Betroffen sind laut der Umfrage die Bereiche Endoprothetik, Implantate, Erste Hilfe, Wundversorgung, Kardiologie, Ophthalmologie, Gynäkologie, Urologie, Proktologie, Neurochirurgie und Gastroenterologie. Unter den eingestellten Produkten seien auch chirurgische Instrumente und Nischenprodukte.

Ausfall von Lieferanten

Der Verlust von Lieferanten führte in knapp 38 Prozent der Fälle zu einer Einstellung von Produkten oder sogar ganzen Produktlinien. Weitere Auswirkungen waren notwendige Designänderungen an den Produkten (27 Prozent) und damit einhergehende Auswirkungen auf die Gültigkeit bestehender Zertifikate (26 Prozent).

Rund 60 Prozent aller befragten MedTech-Unternehmen berichten über einen Anstieg der Kosten und eine längere Dauer eines Konformitätsbewertungsverfahrens über alle Medizinprodukte-Risikoklassen hinweg. Ungefähr 40 Prozent hat noch keine Kenntnis darüber. Je höher die Klasse, umso stärker hat sich die Dauer der Verfahren erhöht (55 bis 100 Prozent), während sich die Kosten über alle Klassen hinweg verdoppelt haben.

Aus einer weiteren BVMed-Blitzumfrage, an der sich 24 Mitgliedsunternehmen beteiligten, geht hervor, dass nur ein Drittel der Hersteller mit der Kommunikation mit ihrer Benannten Stelle zufrieden ist. Als kritische Themen werden die Unberechenbarkeit von zeitlichen Abläufen, oft wechselnde Vorlagen für Anträge, eine intransparente Preisgestaltung, mangelnde Ressourcen und Erreichbarkeit sowie unterschiedliche Ansichten über klinische Bewertungen sowie Klassifizierungen genannt.

Im August 2021 hatte bereits der Filmbeitrag „Medizinprodukte-EU-Verordnung verschlechtert Versorgung“ im ARD-Magazin “Plusminus” die Thematik aufgegriffen. Im Film kamen unter anderem Mediziner aus der Kinderchirurgie und der Orthopädie zu Wort, die mit den Folgen des neuen Medizinprodukte-Rechtsrahmens für die Patientenversorgung zu kämpfen haben. Bei der MDR handelt es sich um einen neuen Rechtsrahmen, der nach Ansicht des BVMed einen deutlich erhöhten bürokratischen Aufwand und erhebliche Kostensteigerungen mit sich bringt, „die vor allem die kleinen und mittelständischen Medizinprodukte-Unternehmen bedrohen“, so Möll.

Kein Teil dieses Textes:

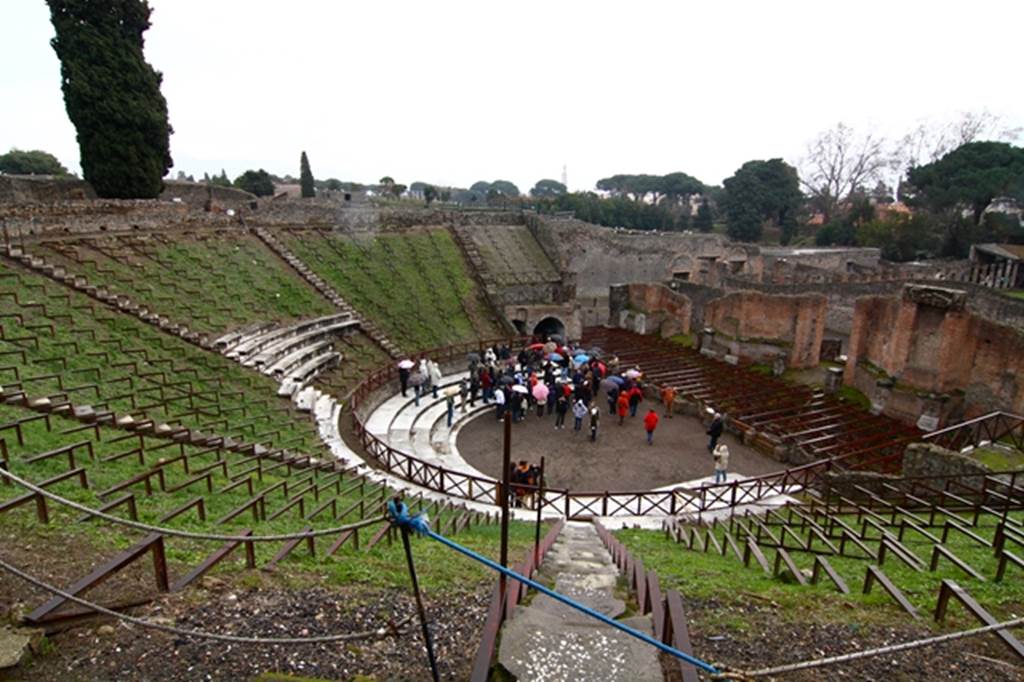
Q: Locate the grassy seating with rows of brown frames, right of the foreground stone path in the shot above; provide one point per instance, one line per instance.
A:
(917, 539)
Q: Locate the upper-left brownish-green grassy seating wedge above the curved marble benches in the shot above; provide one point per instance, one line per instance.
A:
(211, 281)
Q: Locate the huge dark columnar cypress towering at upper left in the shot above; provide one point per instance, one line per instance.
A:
(113, 96)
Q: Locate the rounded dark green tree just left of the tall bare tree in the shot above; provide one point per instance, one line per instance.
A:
(762, 191)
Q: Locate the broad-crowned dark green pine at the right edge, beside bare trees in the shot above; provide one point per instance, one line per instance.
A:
(969, 178)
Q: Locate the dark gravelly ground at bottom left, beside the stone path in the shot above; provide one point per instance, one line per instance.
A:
(129, 653)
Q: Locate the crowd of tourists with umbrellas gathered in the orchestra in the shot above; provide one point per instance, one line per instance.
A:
(553, 379)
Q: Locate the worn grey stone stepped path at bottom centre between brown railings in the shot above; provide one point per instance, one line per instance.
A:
(547, 641)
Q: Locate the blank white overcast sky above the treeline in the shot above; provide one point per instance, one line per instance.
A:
(455, 93)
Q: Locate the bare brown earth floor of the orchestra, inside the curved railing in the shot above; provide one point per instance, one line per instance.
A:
(620, 460)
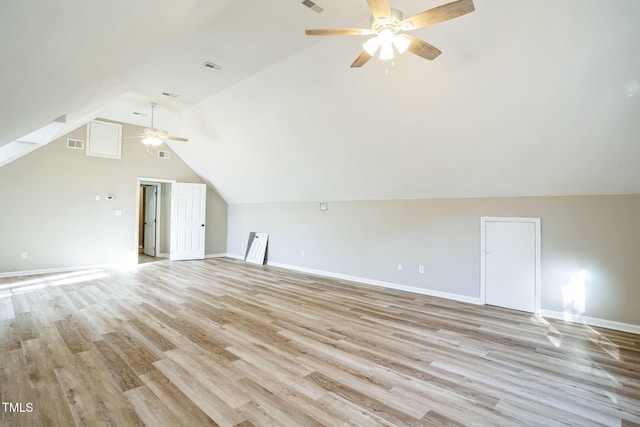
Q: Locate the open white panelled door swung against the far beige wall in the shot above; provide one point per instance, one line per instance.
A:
(188, 210)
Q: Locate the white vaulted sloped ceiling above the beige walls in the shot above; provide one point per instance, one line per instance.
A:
(528, 97)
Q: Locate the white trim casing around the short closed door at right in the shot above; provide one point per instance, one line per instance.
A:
(483, 258)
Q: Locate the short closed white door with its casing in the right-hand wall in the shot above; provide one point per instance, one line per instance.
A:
(511, 262)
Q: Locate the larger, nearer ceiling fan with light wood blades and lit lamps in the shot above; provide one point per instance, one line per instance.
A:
(389, 27)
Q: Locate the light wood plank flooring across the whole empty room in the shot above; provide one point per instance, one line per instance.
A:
(220, 342)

BVMed fordert Sonderregelungen für Bestands- und Nischenprodukte

Der neue Rechtsrahmen betrifft dabei nicht nur neue Medizinprodukte, sondern auch alle Bestandsprodukte. Für solche Produkte fordert der Industrieverband pragmatische Lösungen beispielsweise über das Instrument der „Anerkennung klinischer Praxis“. Für „Orphan Devices“ (Nischenprodukte) müsse die Europäische Kommission Ausnahmeregelungen nach dem US-Vorbild der „Humanitarian Device Exemption“ sowie der „Orphan Drug“-Regelungen in Europa schaffen.

Weiterhin regt der BVMed an, dass für kleine und mittlere Unternehmen spezielle Förderprogramme beispielsweise zur Unterstützung von klinischen Studien aufgelegt werden. Diese Förderprogramme dürften sich nicht nur auf Neuentwicklungen und Innovationen beschränken, sondern müssten Bestandsprodukte einschließen.